Risk-Adjusted Performance

0 of 100

 
Weak
 
Strong
Very Weak
Over the last 90 days ANGLE plc has generated negative risk-adjusted returns adding no value to investors with long positions. In spite of rather sound technical and fundamental indicators, ANGLE Plc is not utilizing all of its potentials. The latest stock price tumult, may contribute to shorter-term losses for the shareholders.

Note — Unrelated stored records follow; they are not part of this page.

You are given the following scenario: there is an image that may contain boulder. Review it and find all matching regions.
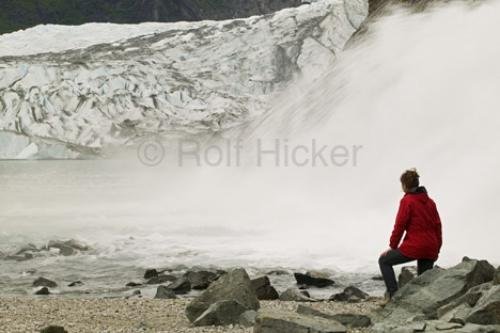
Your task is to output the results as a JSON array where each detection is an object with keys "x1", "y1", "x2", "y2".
[
  {"x1": 68, "y1": 281, "x2": 84, "y2": 287},
  {"x1": 144, "y1": 268, "x2": 158, "y2": 280},
  {"x1": 253, "y1": 311, "x2": 347, "y2": 333},
  {"x1": 155, "y1": 286, "x2": 177, "y2": 299},
  {"x1": 465, "y1": 285, "x2": 500, "y2": 325},
  {"x1": 239, "y1": 310, "x2": 257, "y2": 327},
  {"x1": 252, "y1": 276, "x2": 280, "y2": 300},
  {"x1": 184, "y1": 270, "x2": 220, "y2": 290},
  {"x1": 40, "y1": 325, "x2": 68, "y2": 333},
  {"x1": 280, "y1": 287, "x2": 316, "y2": 302},
  {"x1": 193, "y1": 300, "x2": 247, "y2": 326},
  {"x1": 15, "y1": 243, "x2": 40, "y2": 255},
  {"x1": 146, "y1": 274, "x2": 177, "y2": 284},
  {"x1": 330, "y1": 286, "x2": 369, "y2": 303},
  {"x1": 33, "y1": 277, "x2": 57, "y2": 288},
  {"x1": 186, "y1": 268, "x2": 260, "y2": 322},
  {"x1": 47, "y1": 239, "x2": 90, "y2": 256},
  {"x1": 35, "y1": 287, "x2": 50, "y2": 295},
  {"x1": 297, "y1": 304, "x2": 372, "y2": 328},
  {"x1": 380, "y1": 258, "x2": 494, "y2": 322},
  {"x1": 167, "y1": 277, "x2": 191, "y2": 295},
  {"x1": 398, "y1": 266, "x2": 417, "y2": 288},
  {"x1": 293, "y1": 271, "x2": 335, "y2": 288}
]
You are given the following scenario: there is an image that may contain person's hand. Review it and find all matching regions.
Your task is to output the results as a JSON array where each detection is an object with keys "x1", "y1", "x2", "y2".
[{"x1": 380, "y1": 249, "x2": 391, "y2": 257}]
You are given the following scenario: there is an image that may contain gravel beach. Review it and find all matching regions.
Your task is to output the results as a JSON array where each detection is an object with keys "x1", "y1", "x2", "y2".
[{"x1": 0, "y1": 297, "x2": 381, "y2": 333}]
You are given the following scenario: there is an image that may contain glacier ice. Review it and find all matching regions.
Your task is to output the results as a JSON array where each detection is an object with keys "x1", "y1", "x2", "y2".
[{"x1": 0, "y1": 0, "x2": 368, "y2": 158}]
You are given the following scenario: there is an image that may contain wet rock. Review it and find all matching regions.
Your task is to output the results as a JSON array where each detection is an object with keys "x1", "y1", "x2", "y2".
[
  {"x1": 155, "y1": 286, "x2": 177, "y2": 299},
  {"x1": 47, "y1": 239, "x2": 90, "y2": 256},
  {"x1": 146, "y1": 274, "x2": 177, "y2": 284},
  {"x1": 193, "y1": 300, "x2": 247, "y2": 326},
  {"x1": 68, "y1": 281, "x2": 84, "y2": 287},
  {"x1": 15, "y1": 243, "x2": 40, "y2": 255},
  {"x1": 40, "y1": 325, "x2": 68, "y2": 333},
  {"x1": 330, "y1": 286, "x2": 369, "y2": 303},
  {"x1": 297, "y1": 304, "x2": 372, "y2": 328},
  {"x1": 186, "y1": 268, "x2": 260, "y2": 322},
  {"x1": 293, "y1": 271, "x2": 335, "y2": 288},
  {"x1": 466, "y1": 285, "x2": 500, "y2": 325},
  {"x1": 168, "y1": 277, "x2": 191, "y2": 295},
  {"x1": 435, "y1": 323, "x2": 463, "y2": 331},
  {"x1": 398, "y1": 266, "x2": 417, "y2": 288},
  {"x1": 184, "y1": 270, "x2": 220, "y2": 290},
  {"x1": 254, "y1": 310, "x2": 347, "y2": 333},
  {"x1": 144, "y1": 268, "x2": 158, "y2": 280},
  {"x1": 33, "y1": 277, "x2": 57, "y2": 288},
  {"x1": 3, "y1": 252, "x2": 33, "y2": 261},
  {"x1": 252, "y1": 276, "x2": 280, "y2": 300},
  {"x1": 280, "y1": 287, "x2": 316, "y2": 302},
  {"x1": 239, "y1": 310, "x2": 257, "y2": 327},
  {"x1": 35, "y1": 287, "x2": 50, "y2": 295}
]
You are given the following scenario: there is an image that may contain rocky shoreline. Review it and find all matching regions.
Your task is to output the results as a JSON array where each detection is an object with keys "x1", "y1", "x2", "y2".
[{"x1": 0, "y1": 246, "x2": 500, "y2": 333}]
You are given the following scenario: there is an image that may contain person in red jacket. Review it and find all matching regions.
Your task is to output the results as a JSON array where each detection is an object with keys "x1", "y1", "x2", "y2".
[{"x1": 378, "y1": 169, "x2": 443, "y2": 299}]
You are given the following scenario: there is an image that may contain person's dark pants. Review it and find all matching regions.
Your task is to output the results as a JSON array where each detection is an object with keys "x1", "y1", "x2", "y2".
[{"x1": 378, "y1": 250, "x2": 434, "y2": 297}]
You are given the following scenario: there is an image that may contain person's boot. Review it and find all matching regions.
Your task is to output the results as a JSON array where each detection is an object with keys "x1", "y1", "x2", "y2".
[{"x1": 380, "y1": 291, "x2": 392, "y2": 307}]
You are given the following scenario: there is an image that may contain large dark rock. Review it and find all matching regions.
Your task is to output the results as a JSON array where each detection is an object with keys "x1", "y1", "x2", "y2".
[
  {"x1": 35, "y1": 287, "x2": 50, "y2": 295},
  {"x1": 193, "y1": 300, "x2": 248, "y2": 326},
  {"x1": 330, "y1": 286, "x2": 369, "y2": 303},
  {"x1": 293, "y1": 271, "x2": 335, "y2": 288},
  {"x1": 167, "y1": 277, "x2": 191, "y2": 295},
  {"x1": 68, "y1": 281, "x2": 84, "y2": 287},
  {"x1": 40, "y1": 325, "x2": 68, "y2": 333},
  {"x1": 297, "y1": 304, "x2": 372, "y2": 328},
  {"x1": 47, "y1": 239, "x2": 90, "y2": 256},
  {"x1": 254, "y1": 311, "x2": 347, "y2": 333},
  {"x1": 155, "y1": 286, "x2": 177, "y2": 299},
  {"x1": 280, "y1": 287, "x2": 316, "y2": 302},
  {"x1": 33, "y1": 277, "x2": 57, "y2": 288},
  {"x1": 184, "y1": 270, "x2": 220, "y2": 290},
  {"x1": 186, "y1": 268, "x2": 260, "y2": 322},
  {"x1": 378, "y1": 258, "x2": 495, "y2": 324},
  {"x1": 15, "y1": 243, "x2": 40, "y2": 255},
  {"x1": 0, "y1": 0, "x2": 301, "y2": 34},
  {"x1": 398, "y1": 266, "x2": 417, "y2": 288},
  {"x1": 144, "y1": 268, "x2": 158, "y2": 280},
  {"x1": 146, "y1": 274, "x2": 177, "y2": 284},
  {"x1": 252, "y1": 276, "x2": 280, "y2": 300},
  {"x1": 466, "y1": 285, "x2": 500, "y2": 325}
]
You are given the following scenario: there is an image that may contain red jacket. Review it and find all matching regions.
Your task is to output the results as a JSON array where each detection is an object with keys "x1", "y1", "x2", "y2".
[{"x1": 390, "y1": 186, "x2": 443, "y2": 260}]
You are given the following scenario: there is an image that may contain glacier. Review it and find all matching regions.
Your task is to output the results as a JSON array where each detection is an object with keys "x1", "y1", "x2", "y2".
[{"x1": 0, "y1": 0, "x2": 368, "y2": 159}]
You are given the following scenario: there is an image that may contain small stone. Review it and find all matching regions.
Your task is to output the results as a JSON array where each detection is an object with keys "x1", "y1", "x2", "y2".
[
  {"x1": 40, "y1": 325, "x2": 68, "y2": 333},
  {"x1": 155, "y1": 286, "x2": 177, "y2": 299},
  {"x1": 330, "y1": 286, "x2": 369, "y2": 302}
]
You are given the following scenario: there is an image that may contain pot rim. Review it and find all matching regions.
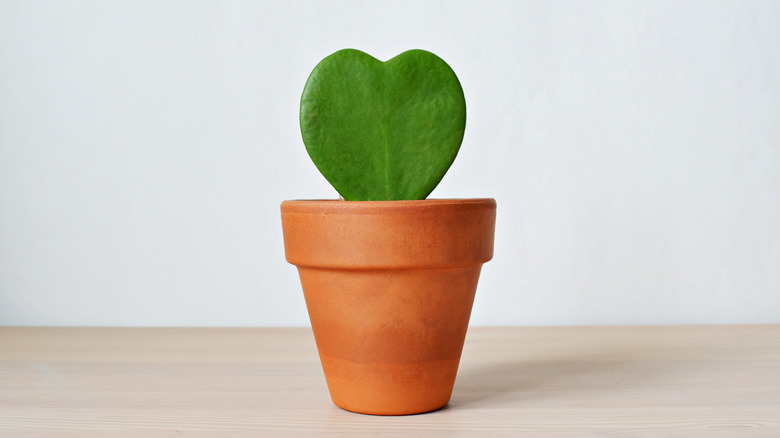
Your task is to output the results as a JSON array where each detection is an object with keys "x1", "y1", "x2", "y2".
[
  {"x1": 281, "y1": 198, "x2": 496, "y2": 212},
  {"x1": 281, "y1": 198, "x2": 496, "y2": 269}
]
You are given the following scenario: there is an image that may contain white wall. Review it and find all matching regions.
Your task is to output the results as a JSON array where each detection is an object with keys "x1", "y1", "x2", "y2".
[{"x1": 0, "y1": 0, "x2": 780, "y2": 326}]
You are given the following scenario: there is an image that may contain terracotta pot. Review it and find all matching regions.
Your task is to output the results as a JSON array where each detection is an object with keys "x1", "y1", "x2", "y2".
[{"x1": 281, "y1": 199, "x2": 496, "y2": 415}]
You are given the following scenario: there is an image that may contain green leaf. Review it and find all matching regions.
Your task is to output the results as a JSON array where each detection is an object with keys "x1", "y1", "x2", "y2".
[{"x1": 300, "y1": 49, "x2": 466, "y2": 201}]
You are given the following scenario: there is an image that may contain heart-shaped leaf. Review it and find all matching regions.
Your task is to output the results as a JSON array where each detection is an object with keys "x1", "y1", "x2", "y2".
[{"x1": 300, "y1": 49, "x2": 466, "y2": 201}]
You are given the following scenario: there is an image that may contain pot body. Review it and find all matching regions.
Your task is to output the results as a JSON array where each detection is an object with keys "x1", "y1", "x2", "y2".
[{"x1": 281, "y1": 199, "x2": 496, "y2": 415}]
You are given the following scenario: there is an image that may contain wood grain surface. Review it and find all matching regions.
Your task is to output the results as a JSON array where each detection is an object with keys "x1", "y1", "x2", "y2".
[{"x1": 0, "y1": 325, "x2": 780, "y2": 438}]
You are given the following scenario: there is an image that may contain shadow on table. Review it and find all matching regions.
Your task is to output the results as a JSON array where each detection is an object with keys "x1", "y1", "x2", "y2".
[{"x1": 448, "y1": 340, "x2": 691, "y2": 408}]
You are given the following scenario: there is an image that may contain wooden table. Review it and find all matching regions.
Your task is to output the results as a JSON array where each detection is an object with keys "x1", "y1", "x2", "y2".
[{"x1": 0, "y1": 325, "x2": 780, "y2": 438}]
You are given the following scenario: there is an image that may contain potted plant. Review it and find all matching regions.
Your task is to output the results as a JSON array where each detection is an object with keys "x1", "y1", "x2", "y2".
[{"x1": 281, "y1": 49, "x2": 496, "y2": 415}]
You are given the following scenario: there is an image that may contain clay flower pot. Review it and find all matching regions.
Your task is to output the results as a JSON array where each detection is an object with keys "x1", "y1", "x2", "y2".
[{"x1": 281, "y1": 199, "x2": 496, "y2": 415}]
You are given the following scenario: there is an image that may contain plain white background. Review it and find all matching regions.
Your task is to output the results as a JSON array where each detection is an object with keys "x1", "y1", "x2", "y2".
[{"x1": 0, "y1": 0, "x2": 780, "y2": 326}]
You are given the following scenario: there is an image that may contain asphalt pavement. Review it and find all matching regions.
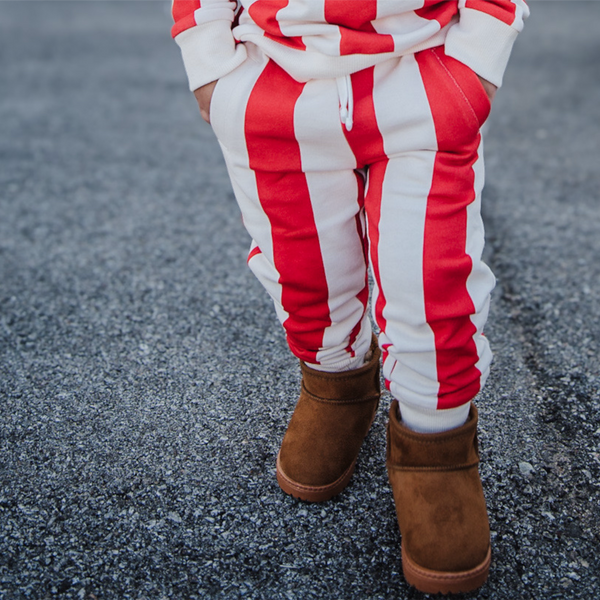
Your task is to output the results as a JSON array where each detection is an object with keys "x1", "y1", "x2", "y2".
[{"x1": 0, "y1": 0, "x2": 600, "y2": 600}]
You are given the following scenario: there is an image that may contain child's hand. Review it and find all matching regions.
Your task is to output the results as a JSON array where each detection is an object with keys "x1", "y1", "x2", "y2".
[
  {"x1": 194, "y1": 81, "x2": 217, "y2": 123},
  {"x1": 477, "y1": 75, "x2": 498, "y2": 103}
]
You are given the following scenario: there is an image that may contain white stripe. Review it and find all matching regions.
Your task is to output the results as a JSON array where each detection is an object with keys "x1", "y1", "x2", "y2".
[
  {"x1": 216, "y1": 55, "x2": 288, "y2": 323},
  {"x1": 367, "y1": 56, "x2": 439, "y2": 409},
  {"x1": 465, "y1": 138, "x2": 495, "y2": 387}
]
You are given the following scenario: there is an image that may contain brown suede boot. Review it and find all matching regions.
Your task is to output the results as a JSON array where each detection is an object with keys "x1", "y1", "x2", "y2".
[
  {"x1": 387, "y1": 400, "x2": 491, "y2": 594},
  {"x1": 277, "y1": 338, "x2": 381, "y2": 502}
]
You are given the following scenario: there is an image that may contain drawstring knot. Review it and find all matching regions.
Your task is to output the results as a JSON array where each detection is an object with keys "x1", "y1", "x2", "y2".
[{"x1": 335, "y1": 75, "x2": 354, "y2": 131}]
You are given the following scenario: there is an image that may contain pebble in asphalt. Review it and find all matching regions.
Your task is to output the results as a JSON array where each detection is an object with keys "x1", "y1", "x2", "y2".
[{"x1": 0, "y1": 0, "x2": 600, "y2": 600}]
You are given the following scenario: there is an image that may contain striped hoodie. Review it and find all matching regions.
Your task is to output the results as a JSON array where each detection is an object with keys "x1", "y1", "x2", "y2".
[{"x1": 172, "y1": 0, "x2": 529, "y2": 90}]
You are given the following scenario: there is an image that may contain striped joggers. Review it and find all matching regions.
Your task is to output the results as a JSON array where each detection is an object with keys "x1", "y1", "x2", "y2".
[{"x1": 211, "y1": 44, "x2": 494, "y2": 424}]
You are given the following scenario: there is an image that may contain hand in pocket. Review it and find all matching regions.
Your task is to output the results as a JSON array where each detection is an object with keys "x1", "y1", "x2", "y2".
[{"x1": 194, "y1": 81, "x2": 217, "y2": 123}]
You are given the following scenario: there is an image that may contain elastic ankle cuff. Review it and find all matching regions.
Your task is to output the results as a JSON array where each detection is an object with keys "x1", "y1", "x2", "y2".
[
  {"x1": 398, "y1": 400, "x2": 471, "y2": 433},
  {"x1": 305, "y1": 356, "x2": 365, "y2": 373}
]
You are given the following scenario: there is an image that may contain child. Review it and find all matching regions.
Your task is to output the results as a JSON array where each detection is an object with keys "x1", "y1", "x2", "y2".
[{"x1": 173, "y1": 0, "x2": 529, "y2": 593}]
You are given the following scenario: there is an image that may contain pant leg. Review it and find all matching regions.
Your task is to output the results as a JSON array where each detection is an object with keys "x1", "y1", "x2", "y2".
[
  {"x1": 355, "y1": 50, "x2": 494, "y2": 429},
  {"x1": 211, "y1": 45, "x2": 371, "y2": 371}
]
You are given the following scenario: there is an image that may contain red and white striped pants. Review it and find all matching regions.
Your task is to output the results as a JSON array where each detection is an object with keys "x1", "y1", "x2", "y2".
[{"x1": 211, "y1": 44, "x2": 494, "y2": 424}]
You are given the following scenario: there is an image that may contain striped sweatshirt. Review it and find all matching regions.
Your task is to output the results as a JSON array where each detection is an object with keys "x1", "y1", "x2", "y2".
[{"x1": 172, "y1": 0, "x2": 529, "y2": 90}]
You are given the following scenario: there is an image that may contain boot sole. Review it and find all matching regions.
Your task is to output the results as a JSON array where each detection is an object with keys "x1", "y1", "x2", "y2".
[
  {"x1": 277, "y1": 455, "x2": 356, "y2": 502},
  {"x1": 276, "y1": 398, "x2": 380, "y2": 502},
  {"x1": 402, "y1": 544, "x2": 492, "y2": 594}
]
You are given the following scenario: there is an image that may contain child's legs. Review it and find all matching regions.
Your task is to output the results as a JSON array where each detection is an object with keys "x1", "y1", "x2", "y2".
[
  {"x1": 215, "y1": 49, "x2": 371, "y2": 371},
  {"x1": 365, "y1": 51, "x2": 494, "y2": 430}
]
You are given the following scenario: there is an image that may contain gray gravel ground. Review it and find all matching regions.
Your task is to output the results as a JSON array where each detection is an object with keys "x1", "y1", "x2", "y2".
[{"x1": 0, "y1": 0, "x2": 600, "y2": 600}]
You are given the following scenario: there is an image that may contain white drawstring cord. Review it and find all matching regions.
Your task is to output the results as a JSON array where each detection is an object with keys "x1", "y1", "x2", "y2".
[{"x1": 335, "y1": 75, "x2": 354, "y2": 131}]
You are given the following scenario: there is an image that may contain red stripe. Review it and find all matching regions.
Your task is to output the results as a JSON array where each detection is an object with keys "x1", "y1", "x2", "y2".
[
  {"x1": 325, "y1": 0, "x2": 394, "y2": 55},
  {"x1": 245, "y1": 61, "x2": 331, "y2": 363},
  {"x1": 248, "y1": 0, "x2": 306, "y2": 50},
  {"x1": 171, "y1": 13, "x2": 196, "y2": 38},
  {"x1": 171, "y1": 0, "x2": 200, "y2": 23},
  {"x1": 416, "y1": 52, "x2": 481, "y2": 408},
  {"x1": 246, "y1": 246, "x2": 262, "y2": 262},
  {"x1": 415, "y1": 0, "x2": 458, "y2": 27},
  {"x1": 465, "y1": 0, "x2": 517, "y2": 25}
]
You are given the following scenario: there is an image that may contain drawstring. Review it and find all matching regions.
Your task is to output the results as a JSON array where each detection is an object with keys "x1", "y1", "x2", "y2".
[{"x1": 335, "y1": 75, "x2": 354, "y2": 131}]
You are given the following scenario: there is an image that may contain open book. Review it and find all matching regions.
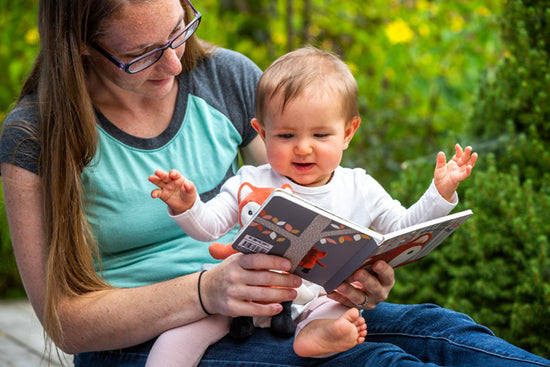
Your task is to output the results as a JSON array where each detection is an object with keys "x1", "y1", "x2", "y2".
[{"x1": 233, "y1": 189, "x2": 473, "y2": 293}]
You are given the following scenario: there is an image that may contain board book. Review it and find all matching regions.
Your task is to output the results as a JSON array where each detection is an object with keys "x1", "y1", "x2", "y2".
[{"x1": 233, "y1": 189, "x2": 473, "y2": 293}]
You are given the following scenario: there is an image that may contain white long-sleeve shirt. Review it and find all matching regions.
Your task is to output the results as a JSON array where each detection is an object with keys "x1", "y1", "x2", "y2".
[{"x1": 171, "y1": 164, "x2": 458, "y2": 241}]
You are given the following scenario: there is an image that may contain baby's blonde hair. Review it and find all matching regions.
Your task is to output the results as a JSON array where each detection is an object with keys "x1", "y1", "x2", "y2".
[{"x1": 255, "y1": 46, "x2": 359, "y2": 123}]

Cognizant Technology and ANGLE Plc Volatility Contrast

   Predicted Return Density   
       Returns  

Pair Trading with Cognizant Technology and ANGLE Plc

The main advantage of trading using opposite Cognizant Technology and ANGLE Plc positions is that it hedges away some unsystematic risk. Because of two separate transactions, even if Cognizant Technology position performs unexpectedly, ANGLE Plc can make up some of the losses. Pair trading also minimizes risk from directional movements in the market. For example, if an entire industry or sector drops because of unexpected headlines, the short position in ANGLE Plc will offset losses from the drop in ANGLE Plc's long position.
The idea behind Cognizant Technology Solutions and ANGLE plc pairs trading is to make the combined position market-neutral, meaning the overall market's direction will not affect its win or loss (or potential downside or upside). This can be achieved by designing a pairs trade with two highly correlated stocks or equities that operate in a similar space or sector, making it possible to obtain profits through simple and relatively low-risk investment.
Check out your portfolio center.
Note that this page's information should be used as a complementary analysis to find the right mix of equity instruments to add to your existing portfolios or create a brand new portfolio. You can also try the Fundamental Analysis module to view fundamental data based on most recent published financial statements.